La pluie de vapeur

2 minutes de lecture

La chambre 214 n'était plus qu'un caisson d'isolement thermique jusqu'à ce qu'Irène n'en pousse la porte, un seau fumant à bout de bras. Le choc entre l'eau bouillante et l'air anémique de la pièce satura l'espace d'une brume dense. Dans ce monde condamné à la glace éternelle, c'était la seule forme de pluie que la Nouvelle-Londres pouvait encore offrir : une condensation stérile glissant le long du carrelage écaillé, goutte après goutte.

Lirio, encore paralysé par la violence muette qu'il venait d'entrevoir dans le couloir, s'extirpa de ses couvertures pour s'enfoncer dans la bassine en zinc. Ce n'était plus un simple bain, c'était une véritable purge. Loin d'être une douce caresse, ce fut la morsure féroce d'une chaleur vitale, luttant pour ranimer des membres que l'hypoxie et la peur tentaient déjà de figer.

Irène retroussa ses manches, le visage fermé par une urgence silencieuse. Elle saisit un pain de savon à la lavande, une anomalie luxueuse dans cet enfer de suie, et attaqua la crasse de l'enfant. Sous la friction frénétique de ses gants en caoutchouc, le crépitement de la mousse épaisse résonnait étrangement. Le son imitait avec une ironie cruelle le bruit d'une ondée estivale sur les toitures effondrées du Vieux Monde.

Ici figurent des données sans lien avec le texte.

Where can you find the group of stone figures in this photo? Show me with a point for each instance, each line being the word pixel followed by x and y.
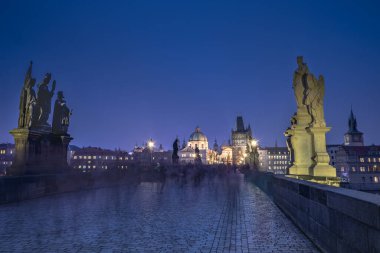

Pour ce garçon aux poumons rongés, cette eau fumante n'était pas qu'une simple ressource rationnée par les ingénieurs. C'était une véritable eau de vie, une perfusion atmosphérique arrachée aux quotas de la ville pour repousser la mort, cette administration silencieuse qui opérait à peine trois portes plus loin.

Lirio attrapa une poignée de bulles et souffla de toutes ses forces. La mousse éclata sur le masque de l'infirmière. La terreur accumulée céda brusquement sous l'absurdité du geste. Irène laissa échapper un rire franc, qui s'éleva bientôt en un chant improvisé, une mélodie sourde et rassurante destinée à étouffer le claquement des bottes des hommes aux longs manteaux dans la coursive.

Elle pencha délicatement la tête du garçon en arrière et versa lentement la cruche de rinçage. L'eau chaude ruissela sur les joues creusées de Lirio, traçant des sillons parfaitement clairs sur sa peau sale, effaçant les traces d'une enfance volée. Ces gouttes imitaient à la perfection les pleurs que le garçon s'interdisait de verser, car dans cette cité, les larmes gelaient trop vite.
Et même si dans cette vapeur éphémère, la misère était suspendue, l'eau refroidissait déjà.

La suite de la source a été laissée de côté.